Não sei se me sinto melhor, mas sei que preciso de o fazer para melhorar. O teatro é uma escola, ver os outros atores a trabalhar e poder experimentar coisas novas é algo que não temos tempo para fazer na televisão e no cinema em Portugal. Gostava de trabalhar em coisas com muito budget só porque isso permite trabalhar com tempo. No teatro não há esse dinheiro, mas há tempo porque as coisas têm que ser ensaiadas. Para mim, isto está a ser quase como voltar à escola, obviamente de uma maneira profissional e com um objetivo claro, mas sinto muita falta desta liberdade de brincar e explorar. Hoje tomei uma decisão de fazer a prensagem assim, mas amanhã vou experimentar uma coisa diferente. Depois é importante sentir saudades, por isso é que não faço assim tantas novelas seguidas, porque quando as faço tenho mesmo vontade de as fazer. É essencial. No momento em que deixar de sentir isso, termino, mas acho que isso não me vai acontecer porque eu tenho mesmo uma paixão muito grande por esta profissão. Não me vejo a fazer outra coisa.

"Há pessoas interessadas numa coisa que fizemos há 18 anos, é incrível. Não podemos ver isto como uma coisa negativa. Quando pensamos em coisas como o 'Friends', que as pessoas continuam a ver e isso é espetacular. Eles vão ficar chateados porque serão sempre os 'Friends'? Eles ficaram muito ricos, eu não."

Sente que ainda lhe falta um grande desafio ou uma grande personagem?
Sinto que ainda faltam várias. Uma pessoa também tem que criar as suas próprias oportunidades e há uma coisa que quero muito fazer. Em Londres vi um espetáculo e senti mesmo um chamamento de que tinha que o trazer para Portugal. Peguei no texto, falei com algumas pessoas e já tenho quem o produza e quem o encene. Há de ser em 2022. Também gostava de ter mais desafios no cinema e que se fizessem outras coisas que não fossem só televisão em Portugal.

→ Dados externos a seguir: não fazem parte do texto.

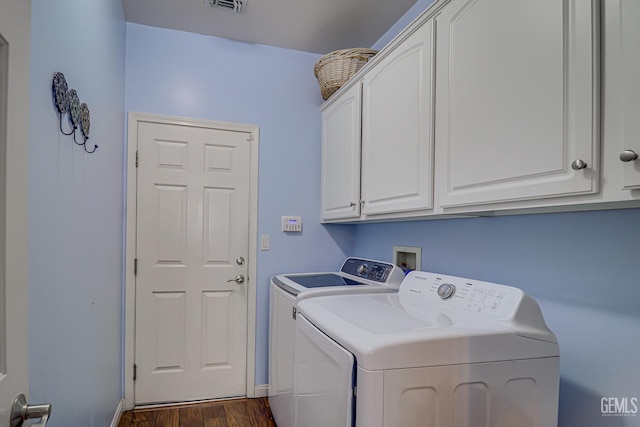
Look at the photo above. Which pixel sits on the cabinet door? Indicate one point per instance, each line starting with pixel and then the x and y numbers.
pixel 397 141
pixel 629 15
pixel 516 100
pixel 341 157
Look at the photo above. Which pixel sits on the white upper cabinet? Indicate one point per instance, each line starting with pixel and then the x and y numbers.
pixel 341 157
pixel 397 123
pixel 516 100
pixel 627 14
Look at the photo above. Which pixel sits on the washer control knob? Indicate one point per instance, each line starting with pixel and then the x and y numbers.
pixel 362 269
pixel 446 290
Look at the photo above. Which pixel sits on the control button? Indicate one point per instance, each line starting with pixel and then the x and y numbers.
pixel 446 290
pixel 362 269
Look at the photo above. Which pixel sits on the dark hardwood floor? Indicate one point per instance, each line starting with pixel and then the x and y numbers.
pixel 226 413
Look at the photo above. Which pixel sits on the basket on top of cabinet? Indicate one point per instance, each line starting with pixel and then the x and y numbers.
pixel 336 68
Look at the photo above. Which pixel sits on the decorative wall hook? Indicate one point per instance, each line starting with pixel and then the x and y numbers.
pixel 67 102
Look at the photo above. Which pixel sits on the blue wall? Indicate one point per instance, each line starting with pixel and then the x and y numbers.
pixel 184 74
pixel 582 269
pixel 75 213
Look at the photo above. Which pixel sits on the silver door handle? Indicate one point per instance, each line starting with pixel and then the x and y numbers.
pixel 628 156
pixel 578 164
pixel 239 279
pixel 21 411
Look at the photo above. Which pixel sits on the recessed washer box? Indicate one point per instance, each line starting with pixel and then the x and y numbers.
pixel 407 257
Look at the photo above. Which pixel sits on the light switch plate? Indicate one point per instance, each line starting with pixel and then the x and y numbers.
pixel 291 223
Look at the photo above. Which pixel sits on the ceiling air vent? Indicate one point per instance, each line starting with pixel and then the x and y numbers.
pixel 235 5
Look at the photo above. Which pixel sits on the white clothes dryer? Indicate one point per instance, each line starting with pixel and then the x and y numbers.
pixel 357 275
pixel 442 352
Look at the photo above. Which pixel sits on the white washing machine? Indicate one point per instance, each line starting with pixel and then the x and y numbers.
pixel 356 275
pixel 442 352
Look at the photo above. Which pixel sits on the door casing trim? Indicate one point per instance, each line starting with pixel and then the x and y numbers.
pixel 134 118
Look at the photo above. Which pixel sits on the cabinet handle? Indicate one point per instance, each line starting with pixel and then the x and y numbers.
pixel 576 165
pixel 628 156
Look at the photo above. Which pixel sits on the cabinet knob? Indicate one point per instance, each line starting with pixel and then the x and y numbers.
pixel 628 156
pixel 578 164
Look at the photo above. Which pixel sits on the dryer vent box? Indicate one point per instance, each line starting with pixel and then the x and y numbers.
pixel 407 257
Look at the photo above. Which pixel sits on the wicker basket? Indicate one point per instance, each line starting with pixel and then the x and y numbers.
pixel 335 68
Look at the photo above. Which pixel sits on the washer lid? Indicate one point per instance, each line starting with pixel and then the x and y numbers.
pixel 417 328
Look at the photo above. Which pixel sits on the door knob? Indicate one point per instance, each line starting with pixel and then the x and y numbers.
pixel 239 279
pixel 21 411
pixel 576 165
pixel 628 156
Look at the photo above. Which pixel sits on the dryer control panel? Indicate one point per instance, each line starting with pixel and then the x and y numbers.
pixel 490 299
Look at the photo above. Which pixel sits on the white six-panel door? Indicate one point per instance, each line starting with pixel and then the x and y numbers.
pixel 192 243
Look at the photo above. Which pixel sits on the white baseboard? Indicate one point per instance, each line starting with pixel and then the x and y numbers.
pixel 118 414
pixel 261 390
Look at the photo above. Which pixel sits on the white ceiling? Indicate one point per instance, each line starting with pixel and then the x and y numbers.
pixel 318 26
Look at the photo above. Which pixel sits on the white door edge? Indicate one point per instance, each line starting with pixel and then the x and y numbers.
pixel 134 119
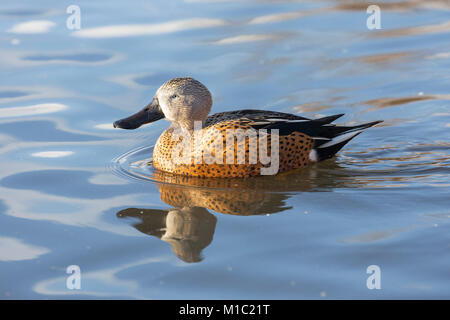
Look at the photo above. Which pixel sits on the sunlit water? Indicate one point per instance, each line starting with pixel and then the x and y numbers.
pixel 74 191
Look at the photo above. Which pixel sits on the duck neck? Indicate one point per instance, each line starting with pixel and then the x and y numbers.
pixel 189 125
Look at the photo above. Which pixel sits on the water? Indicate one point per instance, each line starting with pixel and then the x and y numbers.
pixel 74 191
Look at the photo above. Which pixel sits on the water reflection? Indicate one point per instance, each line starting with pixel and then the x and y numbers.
pixel 188 226
pixel 188 230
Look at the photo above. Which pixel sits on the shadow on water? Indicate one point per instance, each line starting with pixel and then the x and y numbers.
pixel 188 225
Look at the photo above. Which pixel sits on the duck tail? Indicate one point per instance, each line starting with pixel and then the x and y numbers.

Preocupa-a a atual situação cultural do país?
Claro que sim. Tenho a sorte de ainda não ter sido afetada porque não iria estar a trabalhar, não perdi nada por causa da pandemia, mas tudo isto me faz pensar. Por um lado, teve uma coisa positiva: vi uma onda de solidariedade incrível na comunidade artística. As pessoas estão mesmo a passar fome e a precisarem de ajuda efetiva, não são 200 euros da Segurança Social, há malta que não recebe. Temos que resolver rapidamente o estatuto do intermitente, está para ser feito há imenso tempo e continuamos desprotegidos. Preocupa-me também não termos um líder decente, uma pessoa que quer tomar drinks ao fim do dia em vez de encarar de frente os problemas. A parte do dinheiro é importante, mas não ter trabalho também pode matar uma pessoa por dentro. Não estou apenas a falar dos artistas, mas também de técnicos e produtores.

Já morreu por dentro por não ter trabalho?
Já tive essa sensação em Nova Iorque. Apesar de estar sempre metida em aulas, havia momentos em que suspirava “preciso tanto de trabalhar”. A maioria das pessoas que estão neste meio, estão porque adoram isto, caso contrário dedicavam-se a outra coisa qualquer, porque ninguém aguenta. Estou com muito medo do que vem aí, ainda não conhecemos bem a dimensão desta crise, mas todas as crises trazem também sempre uma onda de criatividade e uma reinvenção que tenho alguma curiosidade em descobrir. OK, este é o meu lado otimista a falar, mas há qualquer coisa boa que bater no fundo nos traz. Vamos ver se é possível, se entretanto as pessoas não têm que fazer outra coisa qualquer para conseguirem porem o pão na mesa.